How To Move a Texting Relationship Forward (10 Tips)

Talk Nerdy To Me®’s @staffwriter 

Texting can be a great way to get to know someone, but it’s easy to get stuck texting forever. Before you know it, you’re in a “texting relationship”. That can really suck.

You might want to move the relationship forward, but you don’t know-how.

Therefore, in this article, we’ll share the ten best ways to move a texting relationship forward.

1) Limit Texting

It may sound counterintuitive, but limiting texting can actually move a texting relationship forward.

For example, if you’re texting too much, say something like “I love chatting, but I need to get back to a project. Let’s talk again soon!”

If your texting is sparse or sporadic, it will communicate that you have a busy life and are not always available. This will encourage the other person to ask you out on a date so he or she can spend more time with you.

2) Always End Texts With Flirtatiousness

Flirtatiousness at the end of texts can give someone fond feelings toward you and get him or her thinking about how amazing it would be to go out on a date with you. For example: ‘Have fun tonight! :)’ ‘I’m so happy you’re in my life. :)”

Flirting keeps the conversation positive and fun.

If the other person wants to keep the fun going, they may just ask you to meet in person.

3) End Texts With An Excited Message

Ending your texts with an exciting message is another good way to develop fond feelings toward someone and get him or her thinking about how great it would be to go out on a date with you. For example: “I can’t stop thinking about you. Can’t wait to see you in person.”

4) Bring Up Your Future Plans

Bringing up the fact that you have future plans when chatting will help move the texting relationship forward because it’s a subtle hint that having future plans implies commitment. So if your texting partner doesn’t ask for a date after this, he or she might not be ready for a long-term commitment.

You can go a step further by trying to set up a specific in-person date.

Text something like, “Would you like to go see a comedy show this weekend?” Bonus points if you invite them to something you know they would like to do. If they are really into movies, invite them to a movie.

If they love books, go visit a cool local bookstore together.

5) Bring Up What You’re Doing

Bringing up how you’re spending your time gives the other person the opportunity to ask if they can join you. For example, you could text, “I’m spending the weekend at the art galleries.” They could respond with something like, “Lucky you. Would you mind some company?”

By sharing your activities, you also show that you have a busy life that is fun and interesting.

6) Ask About His or Her Day

Asking about his or her day will give him or her an opportunity to explain what they’re doing and give them a chance to show off their personality. It also allows them to ask about your life. For example: “What was your favorite part of your day so far?”
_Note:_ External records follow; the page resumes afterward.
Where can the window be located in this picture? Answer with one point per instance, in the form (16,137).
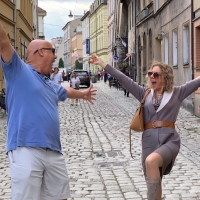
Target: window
(185,44)
(175,48)
(166,50)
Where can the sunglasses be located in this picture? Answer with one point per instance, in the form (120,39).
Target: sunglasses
(155,74)
(51,49)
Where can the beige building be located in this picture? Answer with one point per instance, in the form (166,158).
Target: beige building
(17,19)
(196,48)
(163,34)
(99,31)
(69,31)
(111,5)
(76,46)
(41,14)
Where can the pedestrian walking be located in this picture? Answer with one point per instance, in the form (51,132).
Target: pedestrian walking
(160,140)
(56,77)
(37,165)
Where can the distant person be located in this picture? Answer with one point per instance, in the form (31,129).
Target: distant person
(37,165)
(56,77)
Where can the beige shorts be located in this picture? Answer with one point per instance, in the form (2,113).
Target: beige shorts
(38,174)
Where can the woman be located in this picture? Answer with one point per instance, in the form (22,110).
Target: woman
(74,83)
(160,141)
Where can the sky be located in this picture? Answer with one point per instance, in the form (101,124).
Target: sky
(57,14)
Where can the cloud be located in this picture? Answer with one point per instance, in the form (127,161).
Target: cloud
(57,14)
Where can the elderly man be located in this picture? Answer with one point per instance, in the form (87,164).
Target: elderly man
(37,166)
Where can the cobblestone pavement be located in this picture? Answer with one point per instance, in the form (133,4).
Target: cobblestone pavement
(95,143)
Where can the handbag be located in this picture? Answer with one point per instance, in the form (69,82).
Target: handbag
(137,122)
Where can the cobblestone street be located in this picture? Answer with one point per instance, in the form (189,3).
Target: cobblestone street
(95,141)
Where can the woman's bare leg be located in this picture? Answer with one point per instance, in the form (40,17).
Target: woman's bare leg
(153,179)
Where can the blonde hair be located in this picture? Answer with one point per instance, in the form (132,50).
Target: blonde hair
(166,73)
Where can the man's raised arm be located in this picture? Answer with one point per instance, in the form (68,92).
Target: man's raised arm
(6,49)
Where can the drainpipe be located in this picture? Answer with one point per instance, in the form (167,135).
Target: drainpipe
(15,25)
(135,64)
(192,37)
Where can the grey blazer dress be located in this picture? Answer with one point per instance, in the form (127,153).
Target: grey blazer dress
(168,110)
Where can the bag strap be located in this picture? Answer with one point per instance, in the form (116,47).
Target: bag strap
(142,102)
(145,95)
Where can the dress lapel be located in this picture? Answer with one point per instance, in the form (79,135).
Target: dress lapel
(166,97)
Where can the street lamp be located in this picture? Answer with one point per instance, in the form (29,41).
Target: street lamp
(70,14)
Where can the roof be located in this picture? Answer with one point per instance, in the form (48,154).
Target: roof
(40,10)
(85,15)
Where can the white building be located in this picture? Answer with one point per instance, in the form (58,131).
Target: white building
(69,30)
(58,44)
(86,41)
(111,30)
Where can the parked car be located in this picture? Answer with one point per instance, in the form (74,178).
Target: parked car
(83,76)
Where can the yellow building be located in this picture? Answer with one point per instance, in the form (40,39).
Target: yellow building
(195,49)
(99,31)
(76,48)
(17,19)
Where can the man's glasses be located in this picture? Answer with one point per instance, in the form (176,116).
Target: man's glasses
(51,49)
(155,74)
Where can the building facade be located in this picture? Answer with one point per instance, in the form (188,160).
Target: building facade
(58,44)
(69,30)
(196,49)
(17,17)
(111,4)
(41,14)
(76,46)
(86,40)
(99,31)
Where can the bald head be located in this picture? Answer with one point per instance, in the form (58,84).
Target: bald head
(41,56)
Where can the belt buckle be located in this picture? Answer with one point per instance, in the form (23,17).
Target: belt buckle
(153,124)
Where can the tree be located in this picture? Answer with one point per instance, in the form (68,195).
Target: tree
(61,63)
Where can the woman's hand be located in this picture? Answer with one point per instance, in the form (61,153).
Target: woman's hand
(97,61)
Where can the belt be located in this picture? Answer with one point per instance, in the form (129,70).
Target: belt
(159,124)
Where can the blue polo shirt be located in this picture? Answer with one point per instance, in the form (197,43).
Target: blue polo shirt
(31,103)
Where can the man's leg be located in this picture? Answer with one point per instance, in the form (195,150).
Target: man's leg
(56,181)
(26,171)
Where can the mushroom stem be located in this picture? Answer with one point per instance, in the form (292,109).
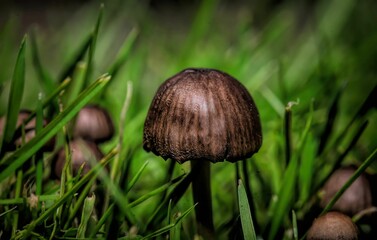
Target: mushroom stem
(201,190)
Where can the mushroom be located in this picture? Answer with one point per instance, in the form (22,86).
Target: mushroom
(355,199)
(333,226)
(93,123)
(83,154)
(29,129)
(202,116)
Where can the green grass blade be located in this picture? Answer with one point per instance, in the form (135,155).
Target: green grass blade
(50,211)
(245,214)
(92,46)
(155,191)
(76,85)
(294,223)
(49,100)
(80,53)
(124,52)
(137,176)
(43,76)
(86,214)
(170,226)
(39,154)
(20,156)
(15,95)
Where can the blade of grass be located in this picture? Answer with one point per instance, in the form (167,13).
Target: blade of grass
(50,211)
(124,52)
(174,196)
(92,46)
(48,101)
(15,96)
(67,72)
(170,226)
(156,191)
(76,85)
(20,156)
(86,214)
(43,76)
(245,214)
(39,154)
(288,185)
(294,225)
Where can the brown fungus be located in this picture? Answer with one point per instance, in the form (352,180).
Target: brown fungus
(202,115)
(355,199)
(333,226)
(83,154)
(94,123)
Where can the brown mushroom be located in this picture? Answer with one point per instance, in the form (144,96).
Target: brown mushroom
(94,123)
(202,115)
(83,154)
(333,226)
(355,199)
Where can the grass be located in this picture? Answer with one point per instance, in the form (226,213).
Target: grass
(314,84)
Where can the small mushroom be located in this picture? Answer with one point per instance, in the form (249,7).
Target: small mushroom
(94,123)
(355,199)
(333,226)
(202,115)
(29,129)
(83,154)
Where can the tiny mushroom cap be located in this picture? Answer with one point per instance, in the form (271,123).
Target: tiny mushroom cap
(355,199)
(83,153)
(202,114)
(29,131)
(94,123)
(333,226)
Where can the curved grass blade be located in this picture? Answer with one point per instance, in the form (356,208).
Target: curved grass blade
(86,214)
(92,46)
(245,214)
(294,227)
(170,226)
(124,52)
(20,156)
(68,70)
(50,211)
(44,77)
(15,96)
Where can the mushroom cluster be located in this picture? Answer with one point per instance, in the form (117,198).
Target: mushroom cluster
(92,126)
(202,116)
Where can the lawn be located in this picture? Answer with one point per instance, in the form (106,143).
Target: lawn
(310,69)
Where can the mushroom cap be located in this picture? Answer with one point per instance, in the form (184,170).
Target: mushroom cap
(202,114)
(333,226)
(83,152)
(94,123)
(355,199)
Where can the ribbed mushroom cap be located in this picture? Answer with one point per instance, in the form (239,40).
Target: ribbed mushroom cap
(333,226)
(202,114)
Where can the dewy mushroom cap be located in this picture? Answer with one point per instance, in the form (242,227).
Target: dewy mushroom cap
(202,114)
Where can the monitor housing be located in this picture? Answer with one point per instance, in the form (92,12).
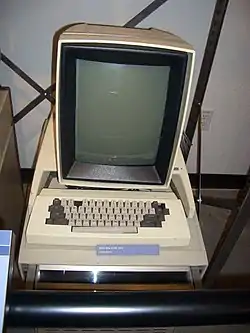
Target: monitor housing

7) Use Jokes & Stories To Make The Other Person Feel Comfortable With You

Make sure that both of you are comfortable with each other. The more comfortable you feel, the more likely they will ask you out in person. Jokes and stories are a great way to build comfort.

You can swap childhood stories, embarrassing stories, and favorite jokes.

8) Don’t Use Texting To Get To Know Each Other

Texting is great for starting conversations and planning the logistics (time, place, location) of actual in-person dates. It’s easy to use texting as a platform for getting to know the other person.

Some of this is probably fine (and necessary to build comfort). However, if you find yourself endlessly texting for hours, you’re not doing (your relationship any favors.

Limit texting to short interactions where you plan in-person get-togethers.

You can text something like, “I really want to hear all about your trip to Houston. How about you show me your photos over coffee this week?”

9) Scale In Strategic Stages

Jumping straight to in-person dates can seem sudden to some people. Instead, slowly advance your relationship in strategic stages. Move from texting to phone calls.

Talking on the phone is more personal and lets you quickly know if there is enough real-time chemistry with the other person. If a phone call goes well, set a time for a video call.

You can even plan a video “date” where you play a game together or watch something together. Video calls escalate intimacy and connection because you can both see and hear the other person.

If the video call goes well, keep scaling with a live, in-person date.

10) Don’t Fall Back Into Old Patterns

One of the hardest parts of moving a texting relationship forward is not sliding back into old texting patterns. Once you move to calls, video calls, and in-person dates, don’t start texting like crazy again.

Texting can easily replace more intimate and connected intimacy.

You’ll probably want to limit texting even after your first few dates. Once you enter into a committed and exclusive relationship, you can text a bit more. However, it’s still recommended to keep texting to a minimum.

What To Do If The Other Person Only Wants To Keep Texting

Despite all of your best efforts, some girls and guys only want to text. They are not interested in anything beyond texting. In this case, it’s in your interest to end things with the other person.

The two of you simply are not compatible.

There is a possibility that once you end things, they might come around to a real relationship. But I wouldn’t count on it.

Either way, you’re better off investing your time and energy in someone who wants to text less and see you in person more. Cutting ties is not always easy – especially if you really like other person.

Yet, it’s the best way to honor yourself and your relationship goals.

Don’t fall into a texting trap with someone who doesn’t want to date you in real life.